Parenthood: don’t sleep with your autistic nephew’s therapist
|February 23, 2011||Posted by The Informal Matriarch under ASD, autism, autistic, childhood, family, kids, motherhood, My Life, parenting, stay at home mom|
I don’t know if any of you watch the show Parenthood but I was hooked from the moment I first saw it which was early this fall. I love how they portray everyone’s family and I can REALLY relate to the Max’s family, the boy with aspergers.
Last night’ episode they lost their amazing therapist. In perfect Hollywood form, she slept with his uncle who was engaged. Naughty. That’s not what I wanna talk about.
Dealing with the loss of a therapist can be really hard to deal with. We’ve lost 4 since the beginning, the three were only with us a few months so it wasn’t so hard. There was one who was with us over a year and I seriously bawled my eyes out when she told me.
There’s this strange dance that therapists have to do, they must be professional but they also easily become part of your family. You fall in love with them and they with you. It’s hard because you’re paying them to be in your home and help your child, but they end up doing so much more than that.
I really do think long-term therapists are a key in a successful therapy program. They get to know your child so well and your child trusts them. I wonder how many non verbal kids have lost a long term therapist and have struggled with missing them or feeling abandoned by them.
Therapists have to come and go. It isn’t an easy job at all, they don’t make much money and it isn’t always easy to find the hours. They usually get into it at a young age and don’t do it for long. It can be a heartbreaking job, going in to homes where the kids aren’t getting the care and attention they need. So they often don’t last long.
I’m thankful to be working with a company who has long-term therapists. They get paid more and have a loving boss. Many of them have been doing it for years. What’s hard about that, is that when you’re looking for a new therapist, the long-term people have full schedules and you have to try out new people. You don’t know if they’ll like their job, you don’t know if they’re any good at it…you don’t know anything.
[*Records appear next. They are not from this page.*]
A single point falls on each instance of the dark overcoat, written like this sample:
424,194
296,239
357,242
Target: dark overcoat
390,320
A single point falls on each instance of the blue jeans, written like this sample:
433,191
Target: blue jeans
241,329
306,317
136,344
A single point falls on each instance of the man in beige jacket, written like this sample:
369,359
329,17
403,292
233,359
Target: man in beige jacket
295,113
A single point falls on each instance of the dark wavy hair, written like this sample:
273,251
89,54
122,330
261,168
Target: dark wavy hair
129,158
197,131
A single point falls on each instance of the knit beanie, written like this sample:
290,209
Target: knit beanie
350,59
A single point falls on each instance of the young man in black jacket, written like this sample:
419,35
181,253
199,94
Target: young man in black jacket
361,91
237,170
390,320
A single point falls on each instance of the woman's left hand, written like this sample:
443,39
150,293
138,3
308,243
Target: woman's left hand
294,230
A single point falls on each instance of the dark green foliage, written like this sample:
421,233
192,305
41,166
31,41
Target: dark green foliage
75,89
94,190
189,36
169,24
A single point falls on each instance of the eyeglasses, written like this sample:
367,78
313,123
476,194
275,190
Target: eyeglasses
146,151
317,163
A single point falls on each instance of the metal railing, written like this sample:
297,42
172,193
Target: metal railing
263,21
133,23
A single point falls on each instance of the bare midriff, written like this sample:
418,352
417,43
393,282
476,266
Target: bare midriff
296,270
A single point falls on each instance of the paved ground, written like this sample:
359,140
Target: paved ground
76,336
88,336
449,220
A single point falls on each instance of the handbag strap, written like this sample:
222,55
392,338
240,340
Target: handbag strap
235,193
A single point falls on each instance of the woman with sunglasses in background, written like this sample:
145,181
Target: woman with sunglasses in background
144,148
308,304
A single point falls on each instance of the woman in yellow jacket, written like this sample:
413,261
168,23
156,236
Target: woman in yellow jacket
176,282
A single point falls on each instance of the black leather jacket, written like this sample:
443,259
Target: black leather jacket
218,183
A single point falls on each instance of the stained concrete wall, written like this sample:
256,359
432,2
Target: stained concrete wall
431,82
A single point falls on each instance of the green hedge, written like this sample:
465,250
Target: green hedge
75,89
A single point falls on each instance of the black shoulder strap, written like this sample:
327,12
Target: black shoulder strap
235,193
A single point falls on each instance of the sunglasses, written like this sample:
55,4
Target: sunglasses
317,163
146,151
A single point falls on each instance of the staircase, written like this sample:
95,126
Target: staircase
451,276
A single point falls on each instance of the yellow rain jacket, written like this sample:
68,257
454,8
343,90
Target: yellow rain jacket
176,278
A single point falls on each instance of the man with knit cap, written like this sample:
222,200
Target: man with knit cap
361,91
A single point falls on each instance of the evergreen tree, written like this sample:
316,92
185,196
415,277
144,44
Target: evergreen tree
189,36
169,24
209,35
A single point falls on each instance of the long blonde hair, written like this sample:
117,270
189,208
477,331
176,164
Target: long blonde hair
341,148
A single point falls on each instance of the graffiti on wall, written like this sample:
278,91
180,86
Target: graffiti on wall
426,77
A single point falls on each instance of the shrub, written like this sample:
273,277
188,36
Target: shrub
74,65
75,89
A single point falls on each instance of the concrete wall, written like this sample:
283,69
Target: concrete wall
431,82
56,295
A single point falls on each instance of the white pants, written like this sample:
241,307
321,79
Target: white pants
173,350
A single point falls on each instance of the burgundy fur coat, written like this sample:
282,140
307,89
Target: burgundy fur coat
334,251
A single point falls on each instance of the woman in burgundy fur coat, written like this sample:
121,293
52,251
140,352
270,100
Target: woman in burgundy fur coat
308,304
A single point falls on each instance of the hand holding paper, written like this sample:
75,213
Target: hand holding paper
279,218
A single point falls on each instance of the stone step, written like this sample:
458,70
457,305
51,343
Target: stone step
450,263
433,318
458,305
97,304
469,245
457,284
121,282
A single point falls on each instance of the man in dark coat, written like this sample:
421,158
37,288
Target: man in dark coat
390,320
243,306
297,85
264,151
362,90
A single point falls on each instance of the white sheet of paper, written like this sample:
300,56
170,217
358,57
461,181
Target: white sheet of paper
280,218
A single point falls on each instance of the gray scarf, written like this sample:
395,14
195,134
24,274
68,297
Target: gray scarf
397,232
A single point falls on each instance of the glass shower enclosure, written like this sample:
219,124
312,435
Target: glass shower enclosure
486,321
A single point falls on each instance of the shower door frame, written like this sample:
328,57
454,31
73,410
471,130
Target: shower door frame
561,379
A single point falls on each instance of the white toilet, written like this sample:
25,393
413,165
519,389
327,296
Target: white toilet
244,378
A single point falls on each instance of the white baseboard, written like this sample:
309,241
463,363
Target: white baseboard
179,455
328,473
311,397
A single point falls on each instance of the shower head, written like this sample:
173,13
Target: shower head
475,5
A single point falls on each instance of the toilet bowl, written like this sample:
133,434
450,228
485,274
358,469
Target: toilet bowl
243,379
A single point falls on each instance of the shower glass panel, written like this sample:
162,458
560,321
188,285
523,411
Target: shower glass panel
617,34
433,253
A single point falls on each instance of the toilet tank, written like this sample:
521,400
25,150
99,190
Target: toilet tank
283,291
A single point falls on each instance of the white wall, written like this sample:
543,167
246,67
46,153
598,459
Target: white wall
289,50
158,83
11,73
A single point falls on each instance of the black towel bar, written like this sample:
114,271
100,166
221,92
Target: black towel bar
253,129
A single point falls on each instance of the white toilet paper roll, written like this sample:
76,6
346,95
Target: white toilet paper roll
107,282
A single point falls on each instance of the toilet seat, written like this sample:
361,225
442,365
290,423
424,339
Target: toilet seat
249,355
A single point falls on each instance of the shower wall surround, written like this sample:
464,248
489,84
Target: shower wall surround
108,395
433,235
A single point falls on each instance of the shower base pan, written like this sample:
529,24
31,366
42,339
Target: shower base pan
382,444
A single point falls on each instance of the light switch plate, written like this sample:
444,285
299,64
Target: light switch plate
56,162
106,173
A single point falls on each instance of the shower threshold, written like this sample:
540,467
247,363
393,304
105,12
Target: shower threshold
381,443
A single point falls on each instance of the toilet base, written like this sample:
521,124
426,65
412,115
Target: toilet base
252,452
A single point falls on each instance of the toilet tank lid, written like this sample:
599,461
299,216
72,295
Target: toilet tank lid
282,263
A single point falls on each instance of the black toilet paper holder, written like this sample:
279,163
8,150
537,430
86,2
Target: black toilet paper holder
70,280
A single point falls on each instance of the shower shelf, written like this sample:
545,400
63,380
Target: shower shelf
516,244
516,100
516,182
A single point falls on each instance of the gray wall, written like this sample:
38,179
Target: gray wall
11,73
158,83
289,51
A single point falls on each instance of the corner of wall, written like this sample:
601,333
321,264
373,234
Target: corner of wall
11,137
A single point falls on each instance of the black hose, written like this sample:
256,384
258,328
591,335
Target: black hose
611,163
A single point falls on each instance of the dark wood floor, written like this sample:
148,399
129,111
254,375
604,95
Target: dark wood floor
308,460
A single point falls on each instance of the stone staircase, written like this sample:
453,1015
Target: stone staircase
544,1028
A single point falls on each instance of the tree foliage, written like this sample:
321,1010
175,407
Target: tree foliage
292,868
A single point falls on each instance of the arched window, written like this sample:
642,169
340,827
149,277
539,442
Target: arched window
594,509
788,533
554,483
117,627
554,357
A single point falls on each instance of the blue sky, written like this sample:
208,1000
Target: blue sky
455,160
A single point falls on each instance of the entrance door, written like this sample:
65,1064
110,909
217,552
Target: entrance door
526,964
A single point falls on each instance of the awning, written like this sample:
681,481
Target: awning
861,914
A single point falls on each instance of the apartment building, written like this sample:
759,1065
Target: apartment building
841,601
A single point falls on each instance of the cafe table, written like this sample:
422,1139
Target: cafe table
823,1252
I’m having to do that right now. After letting a therapist go last week because we found out they weren’t in it for a long time commitment, I was sent about five new resume’s to go through, interview, and hire. I hate it. The last 3 people I’ve hired came and went in the blink of an eye. I’m gunna need some hard-core commitment from these people!! But it’s something almost impossible to ask.
Watching Parenthood made me cry, as always, because I feel their pain. Losing a good therapist is like losing a close friend. I’d hire back the one I lost in a second.
Have you ever lost an important therapist? How did you deal with it?